Bev squints. “He that big scarecrow that went running in a few minutes ago?” I nod. “What’s he to you?”
“My . . .” I begin, but I can’t think of an accurate noun. The possessive hangs.
Bev says, “Screw him,” at the same moment that Charlotte says, “We’ll wait with you.”
Charlotte produces a cardigan and a sleeve of peanut butter crackers from the backseat, like a true librarian. She drapes the cardigan fussily over my shoulders and daubs the soot off my face with a T-shirt that says KIDS WHO READ, SUCCEED! on the front. I lean on the bumper, eating crackers with clumsy hands, watching the detention center door. Bev and Charlotte settle on either side of me like a pair of gargoyles or guardian angels.
After a silence, I say, “So, you two are . . .”
Charlotte says, “None of your business,” at the same time that Bev says, “Yeah, for a couple years now.” I feel their eyes meeting over my head, a pair of wry smiles colliding.

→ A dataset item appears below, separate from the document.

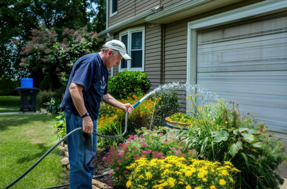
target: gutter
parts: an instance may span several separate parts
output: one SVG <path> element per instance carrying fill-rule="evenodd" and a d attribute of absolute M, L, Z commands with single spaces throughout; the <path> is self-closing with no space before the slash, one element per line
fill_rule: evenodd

“And here I thought you brought my library holds to the motel out of the purity of your spirit.” I cluck my tongue. “But really you just had the hots for my landlord.”
“At first I came in spite of her,” Charlotte admits. “But then she started requesting her own holds, and we started talking . . .” Charlotte lowers her voice to a stage whisper. “Did you know she likes poetry? Like the really corny stuff, we’re talking the Romantics.”